GLOBAL MARKETS-Poor U.S. data, Apple warning spook global markets

* Asian stock markets :

* Treasuries rally, 2-year yields below Fed rates

* Dollar on defensive vs yen

* Safe-haven gold near 6-1/2 month peak

SYDNEY, Jan 4 (Reuters) - Global markets were on edge on Friday as dire U.S. economic data slammed Wall Street and pushed investors to bet the Federal Reserve could reverse its policy tightening before the end of this year.

Fears the Sino-U.S. trade battle would drag down world growth roiled risk-sensitive assets in 2018, driving a surge in volatility and sending major stock markets deep into the red.

Those worries found some basis this week as Apple Inc cut its revenue forecast for the first time in nearly 12 years, blaming weaker iPhone sales in China. Its shares crashed nearly 10 percent overnight.

That followed Thursday’s disappointing survey data from the Institute for Supply Management (ISM), which showed U.S. factory activity slowed more than expected in December.

The dismal report drove investors to the safety of bonds. Yields on the two-year Treasuries sank below 2.4 percent to reach parity with the federal funds effective rate for the first time since 2008.

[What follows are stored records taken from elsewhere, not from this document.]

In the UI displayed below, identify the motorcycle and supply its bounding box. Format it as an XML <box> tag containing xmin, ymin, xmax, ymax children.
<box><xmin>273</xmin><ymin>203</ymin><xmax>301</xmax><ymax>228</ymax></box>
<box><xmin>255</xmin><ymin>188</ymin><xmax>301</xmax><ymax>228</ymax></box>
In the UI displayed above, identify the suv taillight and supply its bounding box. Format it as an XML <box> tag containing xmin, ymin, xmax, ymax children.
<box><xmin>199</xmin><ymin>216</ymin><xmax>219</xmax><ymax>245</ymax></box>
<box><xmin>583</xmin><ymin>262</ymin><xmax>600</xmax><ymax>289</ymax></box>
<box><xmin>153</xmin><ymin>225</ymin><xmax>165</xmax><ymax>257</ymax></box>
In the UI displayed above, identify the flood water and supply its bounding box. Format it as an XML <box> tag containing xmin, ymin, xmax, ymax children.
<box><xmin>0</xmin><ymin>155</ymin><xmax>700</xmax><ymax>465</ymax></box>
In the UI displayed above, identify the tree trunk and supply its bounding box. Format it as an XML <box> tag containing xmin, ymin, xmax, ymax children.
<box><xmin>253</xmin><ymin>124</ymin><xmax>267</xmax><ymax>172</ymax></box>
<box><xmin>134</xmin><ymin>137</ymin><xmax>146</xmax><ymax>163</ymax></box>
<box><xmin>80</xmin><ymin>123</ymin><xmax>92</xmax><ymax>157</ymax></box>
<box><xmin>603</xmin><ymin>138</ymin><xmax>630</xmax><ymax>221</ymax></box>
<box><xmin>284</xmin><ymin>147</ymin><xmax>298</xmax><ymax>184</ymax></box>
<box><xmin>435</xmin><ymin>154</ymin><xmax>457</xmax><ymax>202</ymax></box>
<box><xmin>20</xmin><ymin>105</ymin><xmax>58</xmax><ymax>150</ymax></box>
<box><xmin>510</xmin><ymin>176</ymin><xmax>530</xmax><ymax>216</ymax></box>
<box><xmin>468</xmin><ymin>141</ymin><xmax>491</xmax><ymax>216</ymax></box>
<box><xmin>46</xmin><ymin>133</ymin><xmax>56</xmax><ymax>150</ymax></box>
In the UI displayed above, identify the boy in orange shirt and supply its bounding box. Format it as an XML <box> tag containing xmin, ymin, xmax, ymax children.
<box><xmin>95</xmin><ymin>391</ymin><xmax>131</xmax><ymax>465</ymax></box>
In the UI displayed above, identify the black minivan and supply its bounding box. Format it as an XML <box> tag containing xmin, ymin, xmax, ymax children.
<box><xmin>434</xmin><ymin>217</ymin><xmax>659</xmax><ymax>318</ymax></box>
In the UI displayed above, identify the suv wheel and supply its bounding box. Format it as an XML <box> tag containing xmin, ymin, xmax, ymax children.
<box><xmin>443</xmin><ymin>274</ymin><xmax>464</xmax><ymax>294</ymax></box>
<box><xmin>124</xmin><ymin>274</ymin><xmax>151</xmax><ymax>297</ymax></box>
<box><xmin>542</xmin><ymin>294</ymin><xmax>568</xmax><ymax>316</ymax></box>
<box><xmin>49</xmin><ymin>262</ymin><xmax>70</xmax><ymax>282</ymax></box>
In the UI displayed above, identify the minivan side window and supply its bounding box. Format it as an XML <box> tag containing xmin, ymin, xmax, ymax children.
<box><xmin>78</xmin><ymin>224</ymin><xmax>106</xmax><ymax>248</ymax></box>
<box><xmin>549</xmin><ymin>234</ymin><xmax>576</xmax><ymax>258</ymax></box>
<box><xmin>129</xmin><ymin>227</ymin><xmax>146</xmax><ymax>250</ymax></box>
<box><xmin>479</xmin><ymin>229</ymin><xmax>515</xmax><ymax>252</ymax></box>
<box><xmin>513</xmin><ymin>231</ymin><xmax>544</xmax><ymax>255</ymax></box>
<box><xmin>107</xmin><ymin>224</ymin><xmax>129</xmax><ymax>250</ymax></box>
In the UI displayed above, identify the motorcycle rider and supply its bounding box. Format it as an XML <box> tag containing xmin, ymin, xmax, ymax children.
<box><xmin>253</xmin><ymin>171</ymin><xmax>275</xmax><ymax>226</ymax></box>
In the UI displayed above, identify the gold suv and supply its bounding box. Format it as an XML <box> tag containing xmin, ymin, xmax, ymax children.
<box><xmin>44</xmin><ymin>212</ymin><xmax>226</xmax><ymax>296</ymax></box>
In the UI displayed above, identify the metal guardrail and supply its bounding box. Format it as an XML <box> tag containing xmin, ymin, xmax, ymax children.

Three- and five-year yields were even lower, an inversion that has sometimes heralded recessions in the past. Yields on 10-year benchmark paper dropped to 2.55 percent, a staggering turnaround from the highs of 3.25 percent seen as recently as November.

The falls kept the dollar on the defensive. The greenback plumbed a more than nine-month low of 105.25 against the safe-haven yen on Thursday, driven by technical factors amid thin holiday trade.

It has fallen more than 2 percent so far this week, the biggest weekly loss since last February. The risk-sensitive Australian dollar hovered near a two-year trough at $0.7005.

“The ISM manufacturing index tumbled more than five points. A drop of this magnitude has only been seen four times since 1980, three of which the economy was in the midst of recession,” said Michelle Girard, U.S. economist at RBS.

“The ISM has a long track-record and big moves often prove to be meaningful. The December drop therefore gives pause, even to us economic optimists,” Girard added.

“Now...a closely-watched indicator is flashing yellow, putting ourselves, and likely the U.S. Federal Reserve, on higher alert.”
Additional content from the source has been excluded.